Visualize the network structure and highlight important nodes.

In [None]:
# Calculate node centralities
degree_cent = nx.degree_centrality(G)
betweenness_cent = nx.betweenness_centrality(G)
eigenvector_cent = nx.eigenvector_centrality(G, max_iter=1000)

# Create centrality DataFrame
centrality_df = pd.DataFrame({
    'node': list(G.nodes()),
    'token': [G.nodes[n]['token'] for n in G.nodes()],
    'degree': [degree_cent[n] for n in G.nodes()],
    'betweenness': [betweenness_cent[n] for n in G.nodes()],
    'eigenvector': [eigenvector_cent[n] for n in G.nodes()]
})

print("Top 10 most central terms (by degree centrality):")
centrality_df.nlargest(10, 'degree')[['token', 'degree', 'betweenness', 'eigenvector']]

In [None]:
# Visualize network
plt.figure(figsize=(12, 10))

# Layout
pos = nx.spring_layout(G, k=0.5, iterations=50, seed=42)

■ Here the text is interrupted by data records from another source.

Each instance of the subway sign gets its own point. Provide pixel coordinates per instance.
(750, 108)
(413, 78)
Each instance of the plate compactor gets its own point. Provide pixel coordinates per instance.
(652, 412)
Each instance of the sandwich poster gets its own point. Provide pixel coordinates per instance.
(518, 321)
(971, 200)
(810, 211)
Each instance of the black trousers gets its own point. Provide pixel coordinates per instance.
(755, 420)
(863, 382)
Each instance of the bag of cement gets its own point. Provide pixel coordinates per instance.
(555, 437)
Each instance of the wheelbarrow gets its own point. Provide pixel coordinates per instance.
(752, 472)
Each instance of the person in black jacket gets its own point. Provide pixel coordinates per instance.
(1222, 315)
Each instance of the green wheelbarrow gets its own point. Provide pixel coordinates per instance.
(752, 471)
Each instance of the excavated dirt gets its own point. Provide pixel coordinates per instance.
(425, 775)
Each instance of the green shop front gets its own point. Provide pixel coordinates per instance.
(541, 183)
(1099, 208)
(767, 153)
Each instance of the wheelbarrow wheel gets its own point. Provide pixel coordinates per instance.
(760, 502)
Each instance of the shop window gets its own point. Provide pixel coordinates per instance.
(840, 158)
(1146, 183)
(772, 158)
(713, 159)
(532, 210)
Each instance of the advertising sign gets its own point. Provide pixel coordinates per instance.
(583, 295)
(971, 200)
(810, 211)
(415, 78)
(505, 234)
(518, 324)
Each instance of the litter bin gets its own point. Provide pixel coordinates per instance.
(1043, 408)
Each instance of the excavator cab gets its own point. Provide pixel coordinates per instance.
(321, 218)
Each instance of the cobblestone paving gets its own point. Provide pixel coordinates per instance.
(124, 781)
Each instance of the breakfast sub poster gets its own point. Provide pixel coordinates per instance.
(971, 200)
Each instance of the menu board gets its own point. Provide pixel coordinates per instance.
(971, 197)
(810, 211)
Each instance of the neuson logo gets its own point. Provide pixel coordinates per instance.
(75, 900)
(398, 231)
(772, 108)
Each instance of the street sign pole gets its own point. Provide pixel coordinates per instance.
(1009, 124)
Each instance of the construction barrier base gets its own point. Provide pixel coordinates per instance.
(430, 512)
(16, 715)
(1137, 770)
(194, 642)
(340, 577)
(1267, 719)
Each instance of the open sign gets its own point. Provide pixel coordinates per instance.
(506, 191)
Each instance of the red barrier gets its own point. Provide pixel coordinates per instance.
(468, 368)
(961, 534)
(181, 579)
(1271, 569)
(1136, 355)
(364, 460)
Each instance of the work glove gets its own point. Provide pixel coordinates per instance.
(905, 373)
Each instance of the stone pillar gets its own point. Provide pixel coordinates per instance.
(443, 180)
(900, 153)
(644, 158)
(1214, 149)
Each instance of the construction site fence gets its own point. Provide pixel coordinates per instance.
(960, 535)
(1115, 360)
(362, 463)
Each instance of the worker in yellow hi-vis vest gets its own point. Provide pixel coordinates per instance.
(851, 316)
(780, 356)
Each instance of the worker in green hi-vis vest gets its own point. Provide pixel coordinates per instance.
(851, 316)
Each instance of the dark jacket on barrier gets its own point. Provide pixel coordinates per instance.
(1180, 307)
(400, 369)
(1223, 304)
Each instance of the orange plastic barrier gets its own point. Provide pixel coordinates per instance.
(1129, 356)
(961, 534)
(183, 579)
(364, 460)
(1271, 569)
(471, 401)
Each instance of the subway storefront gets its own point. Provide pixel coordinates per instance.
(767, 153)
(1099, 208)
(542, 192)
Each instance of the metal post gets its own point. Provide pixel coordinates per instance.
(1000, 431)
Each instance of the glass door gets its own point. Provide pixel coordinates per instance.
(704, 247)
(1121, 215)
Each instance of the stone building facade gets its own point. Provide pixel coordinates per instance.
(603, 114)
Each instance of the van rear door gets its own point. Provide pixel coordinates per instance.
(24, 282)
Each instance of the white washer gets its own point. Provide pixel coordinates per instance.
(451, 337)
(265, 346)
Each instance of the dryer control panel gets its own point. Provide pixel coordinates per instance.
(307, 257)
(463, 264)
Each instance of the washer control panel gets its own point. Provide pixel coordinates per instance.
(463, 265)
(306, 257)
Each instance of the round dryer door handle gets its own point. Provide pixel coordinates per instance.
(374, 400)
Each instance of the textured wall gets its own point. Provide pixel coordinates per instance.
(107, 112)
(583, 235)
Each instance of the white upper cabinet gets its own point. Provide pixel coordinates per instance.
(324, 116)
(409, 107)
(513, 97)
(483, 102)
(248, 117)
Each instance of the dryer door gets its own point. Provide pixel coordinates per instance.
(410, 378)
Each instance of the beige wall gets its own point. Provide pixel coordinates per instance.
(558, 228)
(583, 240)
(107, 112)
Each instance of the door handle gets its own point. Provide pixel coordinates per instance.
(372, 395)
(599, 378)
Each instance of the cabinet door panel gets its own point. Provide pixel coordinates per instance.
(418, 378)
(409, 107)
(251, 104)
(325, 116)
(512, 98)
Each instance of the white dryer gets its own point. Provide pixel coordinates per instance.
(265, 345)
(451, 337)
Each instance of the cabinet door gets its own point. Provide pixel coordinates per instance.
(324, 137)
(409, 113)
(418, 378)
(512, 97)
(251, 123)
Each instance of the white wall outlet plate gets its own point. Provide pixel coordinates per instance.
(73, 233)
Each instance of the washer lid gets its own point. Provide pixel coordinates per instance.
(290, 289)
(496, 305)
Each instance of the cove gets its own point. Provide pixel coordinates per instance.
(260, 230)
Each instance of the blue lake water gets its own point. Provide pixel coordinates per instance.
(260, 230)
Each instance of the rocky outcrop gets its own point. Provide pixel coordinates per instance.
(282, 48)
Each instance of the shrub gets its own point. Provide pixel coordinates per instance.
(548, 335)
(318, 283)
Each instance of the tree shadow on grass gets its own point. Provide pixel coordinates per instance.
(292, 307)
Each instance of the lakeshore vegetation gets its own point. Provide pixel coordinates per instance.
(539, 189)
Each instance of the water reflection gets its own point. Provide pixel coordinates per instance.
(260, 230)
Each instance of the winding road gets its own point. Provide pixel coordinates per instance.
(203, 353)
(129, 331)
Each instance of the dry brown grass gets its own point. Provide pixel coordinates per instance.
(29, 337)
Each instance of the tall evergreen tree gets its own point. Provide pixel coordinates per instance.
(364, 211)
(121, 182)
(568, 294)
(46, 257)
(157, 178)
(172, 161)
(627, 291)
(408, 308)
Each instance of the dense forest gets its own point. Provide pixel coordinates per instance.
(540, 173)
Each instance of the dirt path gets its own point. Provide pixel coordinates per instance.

# Node sizes based on degree
node_sizes = [300 * degree_cent[n] for n in G.nodes()]

# Node colors based on community
node_colors = [node_to_comm.get(n, 0) for n in G.nodes()]

# Draw network
nx.draw_networkx_nodes(G, pos, node_size=node_sizes, node_color=node_colors, 
                       cmap=plt.cm.Set3, alpha=0.8)
nx.draw_networkx_edges(G, pos, alpha=0.2, width=0.5)

# Label top nodes
top_nodes = centrality_df.nlargest(10, 'degree')['node'].values
labels = {n: G.nodes[n]['token'] for n in top_nodes}
nx.draw_networkx_labels(G, pos, labels, font_size=10, font_weight='bold')

plt.title('Semantic Network with Communities', fontsize=14)
plt.axis('off')
plt.tight_layout()
plt.show()

print("\nVisualization: Node size = degree centrality, color = community")

## 6. Advanced Analysis: Parameter Inference

Infer optimal contagion parameters from observed cascade size.

In [None]:
# Suppose we observed a cascade that infected 60% of the network
observed_size = int(0.6 * len(nodes_df))

inference_output = os.path.join(temp_dir, 'inference')

!python -m src.contagion.cli_inference \
    {os.path.join(output_dir, 'edges.csv')} \
    --model si \
    --observed-final-size {observed_size} \
    --beta-min 0.01 \
    --beta-max 0.5 \
    --n-samples 10 \
    --timesteps 50 \
    --seed 42 \
    --output-path {inference_output} \
    --output-format csv

In [None]:
# Load inference results
trials_df = pd.read_csv(inference_output + '_trials.csv')
best_params_df = pd.read_csv(inference_output + '_best_params.csv')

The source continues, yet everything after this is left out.